WHAT’S BEING CLAIMED:
- A company can preserve your pet’s cells and clone them.
- Some social media influencers are patronizing the procedure.
- PETA has issued a statement condemning the practice.
For social media influencers, cloning pets is the newest craze.
Courtney Udvar-Hazy, who has a famous social media account devoted to her dog Willow, previously told TODAY about cloning her dog after it died four years ago. She informed the newspaper that she made six clones of Willow using ViaGen Pets & Equine, a company that preserves your pet’s cells and then clones them.
“Willow was just insanely special. She was my soul dog. I wanted her bloodline and her legacy to continue,” Udvar-Hazy told TODAY. “I went into it with zero expectation. I knew that it would be similar to identical twins in humans. Completely different animal, completely different soul, completely different personality, but genetically identical.”
Udvar-Hazy, who makes money from her social media, has kept the account with Willow’s clones up to date since the cloning procedure. According to TODAY, influencer Kelly Anderson cloned her cat Chai after it died at a young age and now manages her monetized Instagram account with the animal’s clone.

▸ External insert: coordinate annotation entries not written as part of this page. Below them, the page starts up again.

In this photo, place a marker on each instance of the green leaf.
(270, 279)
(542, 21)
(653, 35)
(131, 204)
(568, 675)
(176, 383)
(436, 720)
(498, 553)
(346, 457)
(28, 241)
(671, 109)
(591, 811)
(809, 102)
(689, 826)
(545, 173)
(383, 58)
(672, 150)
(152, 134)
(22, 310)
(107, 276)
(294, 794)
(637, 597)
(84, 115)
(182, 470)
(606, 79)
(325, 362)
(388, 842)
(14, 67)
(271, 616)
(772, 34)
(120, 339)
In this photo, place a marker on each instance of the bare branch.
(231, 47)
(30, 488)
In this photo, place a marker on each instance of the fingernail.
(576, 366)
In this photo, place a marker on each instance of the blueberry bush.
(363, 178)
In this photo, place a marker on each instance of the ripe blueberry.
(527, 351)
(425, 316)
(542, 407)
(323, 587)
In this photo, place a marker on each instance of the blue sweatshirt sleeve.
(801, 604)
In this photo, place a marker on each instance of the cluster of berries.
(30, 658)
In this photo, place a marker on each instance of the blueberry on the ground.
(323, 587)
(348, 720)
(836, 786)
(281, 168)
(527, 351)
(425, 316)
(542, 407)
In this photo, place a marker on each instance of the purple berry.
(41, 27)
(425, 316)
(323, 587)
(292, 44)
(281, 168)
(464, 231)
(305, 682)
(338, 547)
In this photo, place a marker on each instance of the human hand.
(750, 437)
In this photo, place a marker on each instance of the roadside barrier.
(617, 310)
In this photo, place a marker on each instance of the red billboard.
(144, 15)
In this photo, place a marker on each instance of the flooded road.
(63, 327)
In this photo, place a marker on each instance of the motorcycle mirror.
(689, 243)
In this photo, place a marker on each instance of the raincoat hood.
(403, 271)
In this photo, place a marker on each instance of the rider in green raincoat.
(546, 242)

ViaGen, based in Texas, charges $50,000 to clone a dog, $35,000 to clone a cat, and $85,000 to clone a horse. More influencers are expected to become clients, and ViaGen hopes that their prices will soon be affordable to regular pet owners.
“There are a handful of our clients that have a social media presence,” Melain Rodriguez, ViaGen’s client service manager, told TODAY. “That’s definitely going to grow.”
Besides social media influencers, other celebrities have also cloned their pets.
In February 2018, Barbra Streisand revealed that she had cells extracted from her dog Samantha, who passed in 2017, to create clones of the canine. The singer posted a photo of her two cloned pups, Scarlet and Violet, sitting close to Samantha’s grave a year later. Samantha’s breeder gave Streisand her second dog, Fanny.
“The twins Scarlet and Violet honoring their mom (with cousin Fanny in the center!),” the caption read.
Following Streisand’s revelation that Scarlet and Violet are clones, PETA president Ingrid Newkirk issued a statement to Page Six opposing individuals from cloning animals, stating that “cloning adds to the homeless-animal population crisis” because other animals remain in shelters.
In a statement, the American Society for the Prevention of Cruelty to Animals (ASPCA) also condemned the practice, citing “important welfare concerns.” The group also stated that a “scientific and ethical analysis of the procedures and practices” of cloning is needed.